Arrestata e rilasciata la giornalista russa Ovsyannikova
Nelle ultime ore è stata nuovamente arrestata, per essere rilasciata dopo poco, la giornalista russa Marina Ovsyannikova, nota per essere entrata a marzo nello studio televisivo durante il tg con un cartello di denuncia della guerra lanciata contro l’Ucraina dal presidente russo Putin. Recentemente era tornata a criticare pubblicamente l’intervento della Russia in Ucraina e il presidente Putin.
Grušas (Ccee): porte e cuore aperti ai rifugiati
Intanto non accenna a fermarsi il flusso di rifugiati ucraini. Secondo Radio Poland dall’inizio della guerra la Polonia ne ha accolti quasi 5 milioni. Anche la Lituania è impegnata nell’accoglienza umanitaria. Lo conferma al microfono di Mariusz Krawiec, monsignor Gintaras Grušas, arcivescovo di Vilnius e Presidente del CCEE, il Consiglio delle Conferenze Episcopali Europee:
Come la Chiesa lituana valuta la situazione in Ucraina?

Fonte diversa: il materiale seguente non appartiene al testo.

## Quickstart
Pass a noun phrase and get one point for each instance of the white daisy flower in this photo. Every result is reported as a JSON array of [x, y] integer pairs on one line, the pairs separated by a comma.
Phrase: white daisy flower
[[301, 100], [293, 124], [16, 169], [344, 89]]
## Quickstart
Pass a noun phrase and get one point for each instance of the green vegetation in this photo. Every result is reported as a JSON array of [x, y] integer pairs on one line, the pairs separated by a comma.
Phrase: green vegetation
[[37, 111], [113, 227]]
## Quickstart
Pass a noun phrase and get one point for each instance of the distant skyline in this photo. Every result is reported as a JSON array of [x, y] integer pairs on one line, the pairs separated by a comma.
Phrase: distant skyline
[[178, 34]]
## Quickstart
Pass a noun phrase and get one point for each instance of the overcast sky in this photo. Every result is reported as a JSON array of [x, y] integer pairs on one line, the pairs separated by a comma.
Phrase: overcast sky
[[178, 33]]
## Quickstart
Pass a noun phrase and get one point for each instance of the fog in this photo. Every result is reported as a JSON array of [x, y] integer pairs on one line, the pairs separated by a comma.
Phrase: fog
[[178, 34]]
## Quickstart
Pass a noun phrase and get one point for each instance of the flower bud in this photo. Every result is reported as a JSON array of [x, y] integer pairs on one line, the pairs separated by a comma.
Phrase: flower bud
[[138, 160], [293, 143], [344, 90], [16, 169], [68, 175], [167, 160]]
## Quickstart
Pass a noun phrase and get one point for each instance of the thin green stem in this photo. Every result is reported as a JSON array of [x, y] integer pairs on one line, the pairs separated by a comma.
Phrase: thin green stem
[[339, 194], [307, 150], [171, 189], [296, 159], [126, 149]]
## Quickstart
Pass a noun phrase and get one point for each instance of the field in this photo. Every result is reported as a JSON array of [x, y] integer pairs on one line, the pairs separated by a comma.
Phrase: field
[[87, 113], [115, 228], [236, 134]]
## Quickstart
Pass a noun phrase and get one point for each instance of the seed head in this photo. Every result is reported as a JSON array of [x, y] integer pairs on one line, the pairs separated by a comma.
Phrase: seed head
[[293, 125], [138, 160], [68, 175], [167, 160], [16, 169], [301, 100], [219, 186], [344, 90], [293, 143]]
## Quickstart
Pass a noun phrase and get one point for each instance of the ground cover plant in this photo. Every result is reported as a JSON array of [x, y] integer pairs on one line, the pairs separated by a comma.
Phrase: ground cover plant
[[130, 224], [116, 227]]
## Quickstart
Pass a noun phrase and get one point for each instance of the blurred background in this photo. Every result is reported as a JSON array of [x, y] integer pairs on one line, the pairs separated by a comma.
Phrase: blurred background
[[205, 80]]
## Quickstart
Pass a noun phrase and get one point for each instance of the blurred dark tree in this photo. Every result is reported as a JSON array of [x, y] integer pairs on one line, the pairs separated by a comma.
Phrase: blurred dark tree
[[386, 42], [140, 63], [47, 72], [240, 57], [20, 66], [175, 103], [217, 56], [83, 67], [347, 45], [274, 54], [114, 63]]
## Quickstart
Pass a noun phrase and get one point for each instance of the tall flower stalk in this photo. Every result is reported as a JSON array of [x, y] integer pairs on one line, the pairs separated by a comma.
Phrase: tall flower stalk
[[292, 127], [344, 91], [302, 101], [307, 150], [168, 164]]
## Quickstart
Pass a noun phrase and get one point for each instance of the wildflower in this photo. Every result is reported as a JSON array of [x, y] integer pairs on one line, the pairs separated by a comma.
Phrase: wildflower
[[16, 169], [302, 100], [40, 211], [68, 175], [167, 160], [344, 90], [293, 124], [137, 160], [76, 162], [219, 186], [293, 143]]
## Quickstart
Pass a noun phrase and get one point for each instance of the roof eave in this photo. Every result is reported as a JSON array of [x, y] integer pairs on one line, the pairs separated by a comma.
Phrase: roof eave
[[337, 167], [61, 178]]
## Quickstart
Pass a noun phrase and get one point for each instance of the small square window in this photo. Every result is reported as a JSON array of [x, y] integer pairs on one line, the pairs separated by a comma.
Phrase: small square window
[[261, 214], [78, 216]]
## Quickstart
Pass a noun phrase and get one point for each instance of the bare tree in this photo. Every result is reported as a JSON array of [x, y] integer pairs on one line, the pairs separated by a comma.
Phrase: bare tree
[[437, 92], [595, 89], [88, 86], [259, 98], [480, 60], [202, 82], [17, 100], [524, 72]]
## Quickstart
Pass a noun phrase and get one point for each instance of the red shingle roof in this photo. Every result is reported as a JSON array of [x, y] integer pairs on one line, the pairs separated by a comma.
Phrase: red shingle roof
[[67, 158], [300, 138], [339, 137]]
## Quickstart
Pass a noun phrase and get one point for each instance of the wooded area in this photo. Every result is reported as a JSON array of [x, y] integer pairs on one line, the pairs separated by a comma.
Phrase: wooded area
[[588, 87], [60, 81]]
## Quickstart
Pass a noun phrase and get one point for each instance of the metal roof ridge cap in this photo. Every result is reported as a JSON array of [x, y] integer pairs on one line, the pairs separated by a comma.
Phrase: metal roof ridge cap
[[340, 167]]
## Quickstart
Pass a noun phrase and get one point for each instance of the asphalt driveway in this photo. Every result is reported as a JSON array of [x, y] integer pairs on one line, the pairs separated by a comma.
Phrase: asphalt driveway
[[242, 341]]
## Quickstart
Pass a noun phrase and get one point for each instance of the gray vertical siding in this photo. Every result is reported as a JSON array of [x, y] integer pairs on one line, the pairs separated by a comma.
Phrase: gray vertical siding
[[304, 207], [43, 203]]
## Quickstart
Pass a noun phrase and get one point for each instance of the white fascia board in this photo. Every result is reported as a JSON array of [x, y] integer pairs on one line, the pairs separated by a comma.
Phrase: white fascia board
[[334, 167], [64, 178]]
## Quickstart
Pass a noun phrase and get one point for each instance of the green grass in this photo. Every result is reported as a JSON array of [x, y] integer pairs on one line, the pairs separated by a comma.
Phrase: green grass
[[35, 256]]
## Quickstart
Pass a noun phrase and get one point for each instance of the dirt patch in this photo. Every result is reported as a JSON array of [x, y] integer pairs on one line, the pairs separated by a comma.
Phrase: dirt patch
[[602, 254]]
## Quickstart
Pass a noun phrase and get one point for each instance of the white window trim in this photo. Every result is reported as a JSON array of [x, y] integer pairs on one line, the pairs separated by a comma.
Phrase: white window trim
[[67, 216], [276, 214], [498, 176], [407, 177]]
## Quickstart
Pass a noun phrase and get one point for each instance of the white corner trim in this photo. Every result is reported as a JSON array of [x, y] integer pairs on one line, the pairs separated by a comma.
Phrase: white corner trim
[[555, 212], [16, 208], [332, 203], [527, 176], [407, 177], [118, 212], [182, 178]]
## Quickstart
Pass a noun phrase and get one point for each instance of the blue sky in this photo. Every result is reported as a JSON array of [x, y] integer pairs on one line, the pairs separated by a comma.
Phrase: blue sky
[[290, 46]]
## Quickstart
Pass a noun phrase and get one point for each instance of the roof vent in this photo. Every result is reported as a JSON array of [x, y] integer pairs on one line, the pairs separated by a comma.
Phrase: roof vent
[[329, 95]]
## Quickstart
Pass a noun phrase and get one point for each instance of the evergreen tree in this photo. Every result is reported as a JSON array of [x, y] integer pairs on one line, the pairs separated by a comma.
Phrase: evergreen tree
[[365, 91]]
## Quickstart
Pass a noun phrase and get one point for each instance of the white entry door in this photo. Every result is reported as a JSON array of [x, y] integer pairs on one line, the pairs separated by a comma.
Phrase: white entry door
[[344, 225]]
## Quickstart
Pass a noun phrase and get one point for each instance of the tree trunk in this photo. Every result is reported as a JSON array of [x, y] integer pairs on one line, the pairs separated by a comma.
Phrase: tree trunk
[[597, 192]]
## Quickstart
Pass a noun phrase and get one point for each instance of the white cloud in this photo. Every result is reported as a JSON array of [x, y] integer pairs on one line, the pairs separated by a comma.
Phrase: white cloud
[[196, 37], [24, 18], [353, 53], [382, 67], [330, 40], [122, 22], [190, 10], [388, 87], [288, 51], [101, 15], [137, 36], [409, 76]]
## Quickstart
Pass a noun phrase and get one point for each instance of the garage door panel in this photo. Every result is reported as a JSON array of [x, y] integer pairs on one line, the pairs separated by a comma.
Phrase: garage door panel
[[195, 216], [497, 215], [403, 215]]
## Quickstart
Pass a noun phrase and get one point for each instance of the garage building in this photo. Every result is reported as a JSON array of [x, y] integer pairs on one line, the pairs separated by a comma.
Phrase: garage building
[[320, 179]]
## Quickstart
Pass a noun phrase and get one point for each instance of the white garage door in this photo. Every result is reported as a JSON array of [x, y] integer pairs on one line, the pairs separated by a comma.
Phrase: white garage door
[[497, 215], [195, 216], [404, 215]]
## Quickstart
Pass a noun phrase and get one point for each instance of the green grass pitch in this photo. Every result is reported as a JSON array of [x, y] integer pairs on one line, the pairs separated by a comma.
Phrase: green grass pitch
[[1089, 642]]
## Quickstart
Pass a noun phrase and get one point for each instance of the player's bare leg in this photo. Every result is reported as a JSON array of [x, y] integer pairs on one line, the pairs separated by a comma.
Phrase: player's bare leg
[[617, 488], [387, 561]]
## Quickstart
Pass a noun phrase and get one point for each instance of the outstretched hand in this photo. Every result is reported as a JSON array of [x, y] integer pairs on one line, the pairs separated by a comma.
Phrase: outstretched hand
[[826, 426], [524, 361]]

I lituani hanno uno sguardo molto vicino all’Ucraina: siamo sopravvissuti al comunismo. I metodi che vediamo oggi in Ucraina durante la guerra sono molto simili a quelli che sono stati usati alla fine della seconda guerra mondiale: ad esempio la deportazione di tanta gente. Mi ha stupito il numero di ucraini che risulta siano stati deportati in Russia. I lituani sentono questa cosa come molto vicina a loro. Sono lezioni di storia che dobbiamo ricordare e condividere. È importante la preghiera, la conoscenza e la vicinanza con quanti soffrono, ma occorre ricordare anche i tanti rifugiati. La Polonia ne ha accolto un grandissimo numero che poi giungono anche in Lituania. E così anche la Chiesa e il popolo lituano hanno aperto il loro cuore e le loro case per aiutarli. Questa è una cosa molto bella: è un invito a vivere più chiaramente la nostra vita cristiana. La Chiesa in tutta Europa ha aperto il cuore a questa realtà. Il CCEE partecipa ad un gruppo che studia e risponde alla sfida rappresentata dai rifugiati: noi cerchiamo di organizzare e provvedere alla loro cura pastorale. Ci sono sacerdoti che si sono resi disponibili a portare i sacramenti e a celebrare per quanti sono lontani dalle loro comunità, non soltanto cattolici. Ci sono anche tanti ortodossi che hanno bisogno di cura pastorale che rappresenta anche un aiuto per la guarigione interiore da un’esperienza tanto dura.